Researchers from Virginia Commonwealth University (VCU) Massey Cancer Center have discovered a new signaling pathway in sterile inflammation that could impact the treatment of diseases such as cancer, multiple sclerosis and rheumatoid arthritis. Their findings offer insight into the role that activation of interferon-regulatory factor 1 (IRF1), a protein that functions as a transcriptional activator of a variety of target genes, plays in the production of chemokines and the recruitment of mononuclear cells to sites of sterile inflammation.

Although it has been shown that interleukin 1 (IL-1) induces the expression of IRF1, the biological importance of this was uncertain. In this study, recently published in the journal Nature Immunology, investigators Tomasz Kordula, Ph.D., and Sarah Spiegel, Ph.D., members of the Cancer Cell Signaling research program at Massey and professors in the Department of Biochemistry and Molecular Biology at the VCU School Medicine, found a new signaling pathway that links IL-1 to IRF1 in sterile inflammation.

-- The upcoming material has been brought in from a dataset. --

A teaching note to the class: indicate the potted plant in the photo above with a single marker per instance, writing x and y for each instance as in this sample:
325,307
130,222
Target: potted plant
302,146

IL-1, a key regulator of sterile inflammation, governs immune and inflammatory responses and has an important role in autoinflammatory diseases. IL-1 signaling triggers a process called polyubiquitination. Polyubiquitination is important to a variety of cellular functions. While one form of polyubiquitination has been called the "kiss of death" because it targets proteins for degradation, another form known as K63-linked polyubiquitination is important to cell signaling.

"For the first time, we found that K63-linked polyubiquitination is a mechanism of IRF1 activation," says Kordula. "Once activated, IRF1 induces potent chemokines that recruit immune cells to sites of sterile inflammation and promote healing."

Kordula and Spiegel, Mann T. and Sara D. Lowry Professor of Oncology and co-leader of the Cancer Cell Signaling research program at Massey and chair of the Department of Biochemistry and Molecular Biology at the VCU School of Medicine, previously discovered a link between chronic inflammation and cancer.

"As IRF1 affects the development of autoinflammatory diseases, targeting this previously unrecognized IL-1-induced cascade may be clinically important in the future," says Kordula. "Our next steps are to develop cell-specific, conditional IRF1 animal models in order to determine the cell type(s) responsible for the production of IRF1-mediated chemokines in the brain."